As Aeneas respected his father, so Iülus loves and respects him, offering rich gifts to Nisus and Euryalus, when they venture out of the camp to seek him. Iülus is young enough to be moved by filial devotion in others. He can feel Euryalus’ concern for his devoted mother and weeps in his heart for her when her son is killed. He is touched even by the enemy revealing filial devotion as he sees Lausus throw himself in the way of the spear meant to kill his father Mezentuis. Turnus refuses to listen to the advice of the father figure Latinus to prevent a war and marry another girls so he must die. Pallas of course dies despite his affection for his father. He goes to meet Aeneas and his warriors to prevent his father breaking the rituals of sacrifice. The risk, he takes is great and the message is that filial affection must not expect any return from the father.


Propitiating the gods

This is a theme linked to the main theme of Destiny. Human action is totally ineffective unless it conforms to the preordained will of the gods. The gods must be acknowledged as Aeneas does in gratitude every time he touches the shore. He goes to great lengths to receive guidance approaching the gods with the right gifts in the form of certain types of sacrifices like two year old unshorn lambs or milk white bulls or blackheaded cattle in the case of death anniversaries. Fine examples of how the altars are set up and persons purified are presented, the most elaborate being DidoÂ’s preparation of what turns out to be her funeral pyre.

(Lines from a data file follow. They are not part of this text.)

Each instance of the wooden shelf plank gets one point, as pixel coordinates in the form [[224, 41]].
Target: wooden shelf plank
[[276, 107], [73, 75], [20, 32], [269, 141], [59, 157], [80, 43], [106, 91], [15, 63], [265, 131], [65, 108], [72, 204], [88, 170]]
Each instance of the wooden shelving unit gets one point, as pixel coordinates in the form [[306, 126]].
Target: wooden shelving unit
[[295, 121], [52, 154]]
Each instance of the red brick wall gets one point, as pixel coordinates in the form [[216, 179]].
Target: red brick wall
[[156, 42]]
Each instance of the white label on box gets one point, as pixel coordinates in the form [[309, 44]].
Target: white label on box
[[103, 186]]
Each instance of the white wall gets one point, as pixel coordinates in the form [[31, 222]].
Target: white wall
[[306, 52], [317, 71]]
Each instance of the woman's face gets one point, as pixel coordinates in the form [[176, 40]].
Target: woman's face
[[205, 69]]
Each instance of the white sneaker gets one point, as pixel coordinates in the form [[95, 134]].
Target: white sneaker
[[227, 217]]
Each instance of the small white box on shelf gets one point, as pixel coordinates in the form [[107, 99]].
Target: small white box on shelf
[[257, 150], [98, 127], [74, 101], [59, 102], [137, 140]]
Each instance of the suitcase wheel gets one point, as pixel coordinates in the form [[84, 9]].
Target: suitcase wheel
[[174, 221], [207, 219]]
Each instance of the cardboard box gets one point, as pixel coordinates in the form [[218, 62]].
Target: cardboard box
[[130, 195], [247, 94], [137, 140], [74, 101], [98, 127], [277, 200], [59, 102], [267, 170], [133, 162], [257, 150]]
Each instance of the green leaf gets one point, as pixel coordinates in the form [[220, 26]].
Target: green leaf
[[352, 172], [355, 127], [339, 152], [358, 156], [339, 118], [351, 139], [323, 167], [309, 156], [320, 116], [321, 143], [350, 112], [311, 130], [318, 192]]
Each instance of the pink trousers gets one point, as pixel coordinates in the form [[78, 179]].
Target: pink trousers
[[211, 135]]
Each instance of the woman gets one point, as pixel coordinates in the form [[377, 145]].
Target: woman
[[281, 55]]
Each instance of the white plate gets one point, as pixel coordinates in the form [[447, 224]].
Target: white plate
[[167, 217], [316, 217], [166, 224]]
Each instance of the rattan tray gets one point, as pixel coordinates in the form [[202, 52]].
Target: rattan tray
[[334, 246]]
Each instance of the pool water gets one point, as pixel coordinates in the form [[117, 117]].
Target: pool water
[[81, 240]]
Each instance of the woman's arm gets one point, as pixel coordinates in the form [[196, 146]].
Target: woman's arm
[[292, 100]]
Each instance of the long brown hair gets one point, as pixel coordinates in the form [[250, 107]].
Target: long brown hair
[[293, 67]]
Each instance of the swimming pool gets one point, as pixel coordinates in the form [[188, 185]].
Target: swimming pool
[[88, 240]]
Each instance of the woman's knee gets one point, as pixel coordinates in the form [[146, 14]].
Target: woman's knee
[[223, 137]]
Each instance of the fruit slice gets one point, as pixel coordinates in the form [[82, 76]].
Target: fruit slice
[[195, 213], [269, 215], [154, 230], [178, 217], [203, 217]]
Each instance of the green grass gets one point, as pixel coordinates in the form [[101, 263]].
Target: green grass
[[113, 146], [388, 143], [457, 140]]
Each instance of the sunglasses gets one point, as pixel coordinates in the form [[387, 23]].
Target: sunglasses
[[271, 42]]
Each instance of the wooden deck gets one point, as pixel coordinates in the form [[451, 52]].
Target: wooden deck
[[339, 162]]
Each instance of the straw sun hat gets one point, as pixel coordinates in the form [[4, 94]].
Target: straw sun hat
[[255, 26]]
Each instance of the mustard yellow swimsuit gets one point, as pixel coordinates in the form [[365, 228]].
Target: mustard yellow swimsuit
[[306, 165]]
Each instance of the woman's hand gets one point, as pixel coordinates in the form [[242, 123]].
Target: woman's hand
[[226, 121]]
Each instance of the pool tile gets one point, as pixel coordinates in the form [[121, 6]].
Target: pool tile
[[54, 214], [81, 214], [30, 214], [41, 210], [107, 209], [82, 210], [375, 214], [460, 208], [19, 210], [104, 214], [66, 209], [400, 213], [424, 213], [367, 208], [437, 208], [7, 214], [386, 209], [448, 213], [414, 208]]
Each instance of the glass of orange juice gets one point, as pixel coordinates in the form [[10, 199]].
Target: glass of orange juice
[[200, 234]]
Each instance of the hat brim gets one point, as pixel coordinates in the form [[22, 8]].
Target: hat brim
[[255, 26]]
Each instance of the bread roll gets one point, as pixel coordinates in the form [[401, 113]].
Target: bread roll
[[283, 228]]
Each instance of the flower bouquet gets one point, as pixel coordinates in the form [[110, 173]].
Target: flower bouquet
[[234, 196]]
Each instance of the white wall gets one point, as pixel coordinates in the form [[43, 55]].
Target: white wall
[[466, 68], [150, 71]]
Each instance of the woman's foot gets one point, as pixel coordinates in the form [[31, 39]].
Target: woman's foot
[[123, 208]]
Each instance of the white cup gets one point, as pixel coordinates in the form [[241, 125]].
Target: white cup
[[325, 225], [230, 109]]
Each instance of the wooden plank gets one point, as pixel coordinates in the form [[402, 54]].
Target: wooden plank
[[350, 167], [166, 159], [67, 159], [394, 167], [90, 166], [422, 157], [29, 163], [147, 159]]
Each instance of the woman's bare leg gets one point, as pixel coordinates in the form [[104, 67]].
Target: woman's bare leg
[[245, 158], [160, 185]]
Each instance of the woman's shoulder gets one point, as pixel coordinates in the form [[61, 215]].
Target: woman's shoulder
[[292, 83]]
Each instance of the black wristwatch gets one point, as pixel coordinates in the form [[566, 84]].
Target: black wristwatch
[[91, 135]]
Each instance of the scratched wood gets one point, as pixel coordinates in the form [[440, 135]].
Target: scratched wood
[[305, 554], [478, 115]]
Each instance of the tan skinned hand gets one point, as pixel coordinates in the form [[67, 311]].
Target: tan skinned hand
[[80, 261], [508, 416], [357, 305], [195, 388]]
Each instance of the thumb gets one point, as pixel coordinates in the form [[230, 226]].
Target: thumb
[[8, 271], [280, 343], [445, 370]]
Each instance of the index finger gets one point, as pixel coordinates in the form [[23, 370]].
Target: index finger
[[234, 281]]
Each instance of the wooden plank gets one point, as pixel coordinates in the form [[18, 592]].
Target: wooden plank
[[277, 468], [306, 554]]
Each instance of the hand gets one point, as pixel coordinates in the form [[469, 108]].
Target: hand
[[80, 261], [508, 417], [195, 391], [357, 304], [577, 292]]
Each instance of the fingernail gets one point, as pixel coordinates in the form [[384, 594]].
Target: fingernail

Even treaties of state have to be ratified with the gods as witnesses. This is again elaborately described in Book Twelfth, when Latinus joins Aeneas in a treaty of settlement by single combat (ll. 180ff). The sanctity of treaties (ironically Juno is the goddess who enforces them) is such that a pagan Roman reader would perfectly grasp AeneasÂ’ great wrath at Latinus (not Turnus or Jaturna) when the first spear is thrown and the treaty broken.

Sexual Love

It may seem ironic that while Dido is a major character in The Aeneid, sexual love and the struggle involved is restricted mainly to Book Fourth. Critics have noted that lineal love between parents and children is given so much significance (Creüsa’s ghost does not expect of vow of divine love from Aeneas, her injunction is “still love thy child and mine” Book II 790-91) but the lateral love between the sexes is secondary. However, the only sexual love shown at great length is not a first love. Aeneas’ deep grief and wild search for Creüsa has been shown before he meets Dido. Dido confesses to her sister Anna how she had vowed eternal fidelity to her first husband, Sychaeus. So this passion between them inspired in Dido through Venus’ wiles and natural for Aeneas who responds to her natural physical charms and her brilliant powers of enterprise and administration which her city displays is hardly a major theme in Virgils’ design. It serves to show Aeneas as a sincere human being capable of deep feeling. Virgil’s early readers would feel less sorry for Dido than for Aeneas. He has to fulfill his destiny giving up a readymade empire of great aesthetic beauty and luxury that Dido can offer. The obsession with Aeneas has made her slack in carrying out her duties as a Queen, this is not forgivable. She could have continued without Aeneas, had she supervised the military drills as she used to and not let her citizens fall into a life of dissipation. Modern critics of course take a very romantic view and condemn Aeneas as heartless, forgetting that in the total scheme of the poem duty means fulfilling one’s destiny.